I am in the process of getting permission to tweak the tcp_tw_recycle and timestamp (if necessary) sysctls to see if it affects the reproduction of the issue.

BTW, it would be way better if you could store a non-text version of the packet capture (-w out.pcap) and then use Wireshark UI with a display filter to cut out the non-Let's Encrypt traffic, and then re-save the pcap file. I think your text file is missing some stuff and a pcap file allows automatic analysis of TCP flows.

1 Like

I’m using certbot 0.28.0 on ubuntu 14.04 with recent patches. We’ll be switching to ubuntu 18.04 soon.

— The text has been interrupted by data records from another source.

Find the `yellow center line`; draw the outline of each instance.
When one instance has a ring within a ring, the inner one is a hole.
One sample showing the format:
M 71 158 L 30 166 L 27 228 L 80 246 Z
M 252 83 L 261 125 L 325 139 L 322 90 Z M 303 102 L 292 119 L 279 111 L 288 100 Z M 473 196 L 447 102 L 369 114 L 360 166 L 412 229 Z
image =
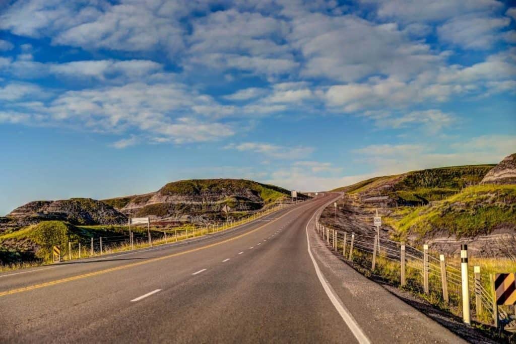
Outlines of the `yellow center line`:
M 310 205 L 308 204 L 307 205 Z M 100 270 L 97 271 L 93 271 L 92 272 L 89 272 L 88 273 L 83 274 L 82 275 L 77 275 L 76 276 L 72 276 L 71 277 L 68 277 L 64 279 L 61 279 L 60 280 L 56 280 L 55 281 L 51 281 L 48 282 L 44 282 L 43 283 L 40 283 L 39 284 L 34 284 L 31 286 L 28 286 L 27 287 L 23 287 L 22 288 L 19 288 L 17 289 L 13 289 L 10 290 L 7 290 L 6 291 L 2 291 L 0 292 L 0 297 L 3 296 L 6 296 L 6 295 L 10 295 L 11 294 L 15 294 L 19 292 L 22 292 L 23 291 L 28 291 L 29 290 L 33 290 L 35 289 L 39 289 L 40 288 L 43 288 L 44 287 L 49 287 L 50 286 L 55 285 L 56 284 L 59 284 L 60 283 L 64 283 L 65 282 L 69 282 L 72 281 L 75 281 L 76 280 L 80 280 L 81 279 L 84 279 L 88 277 L 91 277 L 92 276 L 96 276 L 97 275 L 100 275 L 104 273 L 106 273 L 107 272 L 111 272 L 111 271 L 116 271 L 119 270 L 122 270 L 122 269 L 126 269 L 127 268 L 132 268 L 135 266 L 138 266 L 139 265 L 142 265 L 143 264 L 147 264 L 148 263 L 152 263 L 154 261 L 158 261 L 159 260 L 163 260 L 163 259 L 166 259 L 169 258 L 172 258 L 172 257 L 176 257 L 178 256 L 180 256 L 183 254 L 186 254 L 187 253 L 191 253 L 192 252 L 195 252 L 198 251 L 200 251 L 201 250 L 205 250 L 206 249 L 209 248 L 211 247 L 213 247 L 214 246 L 217 246 L 217 245 L 220 245 L 226 242 L 229 242 L 232 240 L 235 240 L 236 239 L 239 239 L 242 237 L 245 236 L 251 233 L 254 233 L 259 230 L 261 230 L 264 227 L 270 225 L 273 222 L 275 222 L 280 219 L 286 216 L 289 214 L 294 211 L 296 210 L 298 210 L 301 208 L 307 206 L 307 205 L 299 207 L 299 208 L 296 208 L 293 209 L 292 210 L 285 213 L 279 218 L 277 218 L 273 221 L 267 222 L 267 223 L 263 224 L 257 228 L 256 228 L 252 231 L 247 232 L 245 233 L 243 233 L 239 235 L 237 235 L 235 237 L 232 238 L 230 238 L 229 239 L 227 239 L 226 240 L 222 240 L 222 241 L 218 241 L 217 242 L 215 242 L 214 243 L 209 244 L 209 245 L 206 245 L 205 246 L 203 246 L 201 247 L 199 247 L 196 249 L 192 249 L 191 250 L 188 250 L 188 251 L 183 251 L 182 252 L 178 252 L 177 253 L 173 253 L 172 254 L 169 254 L 166 256 L 163 256 L 163 257 L 158 257 L 157 258 L 153 258 L 147 260 L 143 260 L 142 261 L 138 261 L 137 263 L 131 263 L 130 264 L 126 264 L 125 265 L 121 265 L 120 266 L 115 267 L 114 268 L 110 268 L 109 269 L 105 269 L 104 270 Z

The command is structured like this:
/usr/bin/certbot certonly -a webroot --email … --webroot-path … --csr … --renew-by-default --agree-tos 2>&1

So, the problem on my side is fixed after a few days of work.

Here is the details:

The client applied some settings following an attack. These settings were:

fs.suid_dumpable=1
vm.swappiness=0
kernel.memcg_oom_disable=1
net.ipv4.tcp_fin_timeout=10
net.ipv4.tcp_synack_retries=1
net.ipv4.tcp_congestion_control=htcp
net.ipv4.tcp_tw_reuse=1
net.ipv4.tcp_tw_recycle=1

Upon reverting them to their defauls, the dropped SYNs disappeared and the timeouts are now gone and impossible to reproduce.

:partying_face:

2 Likes

This is what I use on some of those settings right now. I don’t know if it would help to change it to 0 on my end, but I don’t need permission lol.

net.ipv4.tcp_timestamps = 1
net.ipv4.tcp_sack = 1
net.ipv4.tcp_fin_timeout = 15
net.ipv4.tcp_tw_reuse=1
net.ipv4.tcp_tw_recycle=1
net.ipv4.tcp_keepalive_intvl = 15
net.ipv4.tcp_keepalive_probes=5
net.ipv4.tcp_keepalive_time = 600

I’ll try to upload a pcap filtered with wireshark soon. I’m might be a network pro by the end of this.

oh nice. so was that made live to all users including me and I should see if it fails?

did you mean i should turn off tw_reuse and tw_recycle perhaps?